Whilst Australia’s premier alpine walk, the Overland Track may be a little beyond what the average family traveller is happy to add to their itinerary (it’s at least 65km in length), the Dove Lake circuit is a lazier 5.7 km and takes around 2 hours. If you think thats still a little too far for the kids, you could walk to the boat house which is around 500m from the shuttle bus drop off.
Stanley is a little town on the North-West coast of Tasmania. It is a captivating spot which is often said to be on the edge of the world. While it has quite a historic little township it is best known for The Nut – the remnants of an ancient volvanic plug which is now a sheer-sided bluff. Whilst we didn’t make it here on this trip, we will be visiting when we next explore Tasmania.
You’ve seen the images of Wineglass Bay and now want to experience it for yourself? Be prepared for a big walk. The lookout takes around 1.5 hours and is a steep uphill climb with rough bush steps with hazardous cliffs. While we love a good hike, we had driven from Launceston and decided to enjoy a few of the beaches around Coles Bay instead.
We spent a few hours exploring Honeymoon Bay and Coles Bay to the delight of the kids who loved spotting fish in the clear water, gathering shells and frolicking in the amazing turquoise waters.
Situated on the northeastern coast of Tasmania, the Bay of Fires is a 50 km stretch of coastline renowned for the boulders covered with orange lichen which almost glow in contrast to the white sandy beach that surrounds them.
The kids will love the clear turquoise water where they may spot sea dragons.
Towering over Hobart, Mount Wellington or Kunanyi, as it’s known to the indigenous people of Tasmania, is one of the biggest tourist destinations in the area. Often with a sprinkling of snow, it provides the best natural view over the city and beyond.
Visitors can drive all the way to the summit where there is a platform that provides a safe vantage point for families to view the city. The most amazing sight is the organ pipes, a cliff of dolerite columns.
Plan your visit carefully. We didn’t check the forecast before we ascended the mountain and lost our view when low clouds covered the mountain (but we did get to taste them!).
If you are heading to Port Arthur Convict Settlement to explore the heritage site, make sure you take a short detour to the Tessellated Pavement. You only need to park the car and take a short walk before encountering this geological marvel.

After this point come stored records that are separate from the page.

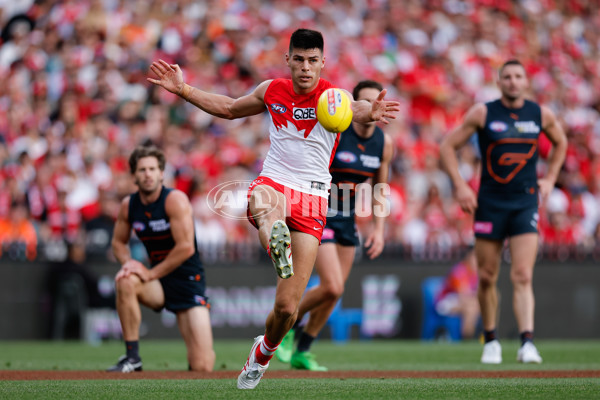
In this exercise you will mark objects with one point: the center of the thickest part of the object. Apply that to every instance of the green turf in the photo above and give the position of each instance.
(306, 389)
(358, 355)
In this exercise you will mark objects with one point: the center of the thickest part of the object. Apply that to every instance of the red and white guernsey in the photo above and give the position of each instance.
(301, 149)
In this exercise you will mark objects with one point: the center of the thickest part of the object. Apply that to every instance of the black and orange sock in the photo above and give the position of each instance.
(265, 350)
(305, 342)
(526, 336)
(132, 349)
(488, 336)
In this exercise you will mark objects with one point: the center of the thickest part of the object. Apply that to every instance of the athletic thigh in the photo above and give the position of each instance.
(304, 254)
(195, 328)
(346, 257)
(328, 265)
(265, 200)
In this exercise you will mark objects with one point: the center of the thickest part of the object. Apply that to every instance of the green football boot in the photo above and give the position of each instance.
(306, 360)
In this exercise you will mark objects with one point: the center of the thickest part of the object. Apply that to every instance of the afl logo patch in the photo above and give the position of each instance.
(498, 126)
(346, 156)
(278, 108)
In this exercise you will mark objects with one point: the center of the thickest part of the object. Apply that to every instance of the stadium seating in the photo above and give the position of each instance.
(434, 324)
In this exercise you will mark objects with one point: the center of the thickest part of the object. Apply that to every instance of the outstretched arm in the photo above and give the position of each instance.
(378, 110)
(120, 246)
(381, 190)
(557, 136)
(170, 77)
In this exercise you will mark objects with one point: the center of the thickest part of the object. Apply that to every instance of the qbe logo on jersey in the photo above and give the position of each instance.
(332, 102)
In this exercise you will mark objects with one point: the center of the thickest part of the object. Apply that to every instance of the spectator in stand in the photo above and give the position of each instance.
(73, 81)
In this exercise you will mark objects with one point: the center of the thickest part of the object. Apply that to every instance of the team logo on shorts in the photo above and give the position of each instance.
(483, 227)
(498, 126)
(346, 156)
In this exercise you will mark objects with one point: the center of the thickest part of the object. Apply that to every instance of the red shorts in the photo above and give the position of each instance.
(303, 212)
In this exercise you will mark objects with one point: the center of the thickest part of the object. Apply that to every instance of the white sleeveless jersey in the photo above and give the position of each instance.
(301, 149)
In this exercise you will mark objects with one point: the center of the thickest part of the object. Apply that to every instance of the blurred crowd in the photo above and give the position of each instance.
(74, 102)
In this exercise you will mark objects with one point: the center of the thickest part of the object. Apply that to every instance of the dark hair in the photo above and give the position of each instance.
(146, 151)
(306, 39)
(363, 85)
(510, 62)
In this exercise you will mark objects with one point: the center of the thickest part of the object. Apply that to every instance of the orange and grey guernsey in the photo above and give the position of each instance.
(508, 143)
(356, 160)
(152, 226)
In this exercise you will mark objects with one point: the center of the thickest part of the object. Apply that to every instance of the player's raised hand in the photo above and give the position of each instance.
(382, 109)
(467, 199)
(169, 76)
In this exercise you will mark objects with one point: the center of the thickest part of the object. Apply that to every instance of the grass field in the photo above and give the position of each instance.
(356, 356)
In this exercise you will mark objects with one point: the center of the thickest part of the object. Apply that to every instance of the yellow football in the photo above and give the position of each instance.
(334, 110)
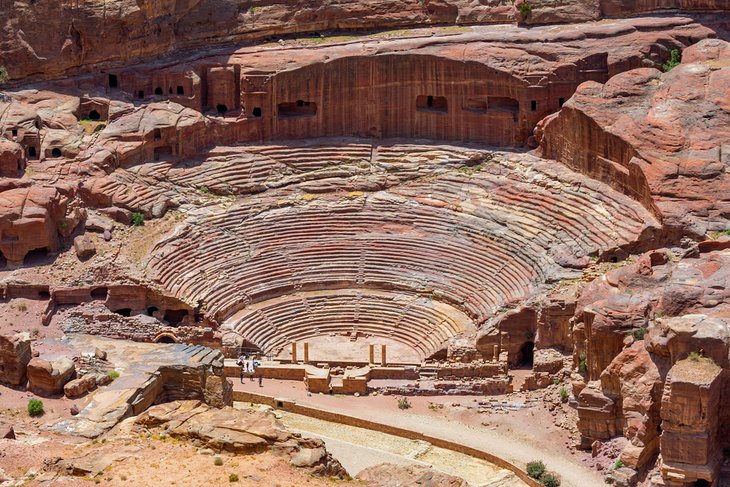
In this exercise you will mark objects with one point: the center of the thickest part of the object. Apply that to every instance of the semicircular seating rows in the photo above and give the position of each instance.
(476, 239)
(417, 322)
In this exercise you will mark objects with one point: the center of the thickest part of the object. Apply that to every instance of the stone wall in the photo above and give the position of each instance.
(690, 411)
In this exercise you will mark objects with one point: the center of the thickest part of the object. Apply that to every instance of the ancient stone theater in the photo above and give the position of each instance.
(387, 243)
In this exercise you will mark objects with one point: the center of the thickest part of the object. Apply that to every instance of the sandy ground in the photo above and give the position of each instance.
(358, 448)
(136, 459)
(518, 436)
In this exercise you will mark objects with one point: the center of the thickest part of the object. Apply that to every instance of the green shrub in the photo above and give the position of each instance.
(35, 407)
(535, 469)
(674, 59)
(137, 219)
(525, 9)
(582, 365)
(549, 480)
(564, 394)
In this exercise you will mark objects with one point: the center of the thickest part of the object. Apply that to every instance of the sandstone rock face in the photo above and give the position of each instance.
(12, 158)
(659, 137)
(690, 413)
(680, 309)
(627, 401)
(241, 432)
(15, 353)
(49, 378)
(391, 475)
(29, 219)
(84, 247)
(156, 374)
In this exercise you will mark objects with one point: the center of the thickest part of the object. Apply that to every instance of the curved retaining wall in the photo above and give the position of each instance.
(293, 407)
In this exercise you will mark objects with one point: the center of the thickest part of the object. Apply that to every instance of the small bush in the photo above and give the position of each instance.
(564, 394)
(549, 480)
(137, 219)
(525, 9)
(674, 59)
(535, 469)
(35, 407)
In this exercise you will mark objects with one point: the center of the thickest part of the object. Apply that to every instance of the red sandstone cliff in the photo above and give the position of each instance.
(660, 137)
(46, 38)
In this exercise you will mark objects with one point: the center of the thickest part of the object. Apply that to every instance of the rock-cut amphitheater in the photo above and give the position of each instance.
(455, 237)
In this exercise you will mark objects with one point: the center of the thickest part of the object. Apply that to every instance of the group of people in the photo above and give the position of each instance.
(248, 367)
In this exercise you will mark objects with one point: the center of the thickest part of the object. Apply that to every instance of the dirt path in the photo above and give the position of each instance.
(358, 448)
(517, 437)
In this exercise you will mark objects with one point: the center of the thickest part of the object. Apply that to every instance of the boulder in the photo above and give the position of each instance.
(15, 353)
(121, 215)
(48, 378)
(95, 223)
(84, 247)
(30, 219)
(80, 386)
(99, 354)
(392, 475)
(6, 431)
(239, 431)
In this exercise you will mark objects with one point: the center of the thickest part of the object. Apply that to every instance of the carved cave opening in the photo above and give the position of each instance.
(99, 294)
(300, 108)
(431, 103)
(527, 354)
(175, 316)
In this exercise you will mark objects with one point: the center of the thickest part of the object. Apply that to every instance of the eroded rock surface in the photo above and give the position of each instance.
(390, 475)
(661, 137)
(241, 432)
(15, 353)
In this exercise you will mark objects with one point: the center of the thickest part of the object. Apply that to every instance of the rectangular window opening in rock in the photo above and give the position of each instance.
(431, 103)
(299, 108)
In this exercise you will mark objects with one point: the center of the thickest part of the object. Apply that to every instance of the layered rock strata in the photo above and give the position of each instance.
(659, 137)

Even with small children, navigating the stairs down to the Tessellated Pavement shouldn’t be too difficult.
Standing on the actual rocks will provide you with the best view of the site and the kids will love finding crabs between the crevices.
Tasmania has some very large caves across the state including Hastings Cave and Mole Creek Caves. We have visited quite a few caves across the years as a family and have learned that no two caves are exactly the same.
Mole Creek is home to the incredible Marakoopa and King Solomons Caves. Here you will find the largest glow worm display in all of Austalia as well as underground rivers and reflection pools. It’s truly incredible.
Hastings Cave, which is in Southern Tasmania, was the first cave we ever visited. Along with being the largest developed cave in Australia, it is also one of the rarest having being formed by a single dolomite.
Rising 300m from the ocean. Cape Pillar is an extraordinary site offering a breathtaking coastal Dolerite sight – the highest vertical sea cliffs in the Southern Hemisphere. While they can be viewed from the blade and chasm lookouts, these take a few days walk. If travelling with kids, I suggest looking into the Tasman Island Cruises which sails there regularly. You are also likely to spot a albatross, dolphins and seals along the way.
This is just a small snap shot of what you can experience in the great outdoors of Tasmania. Where will you start?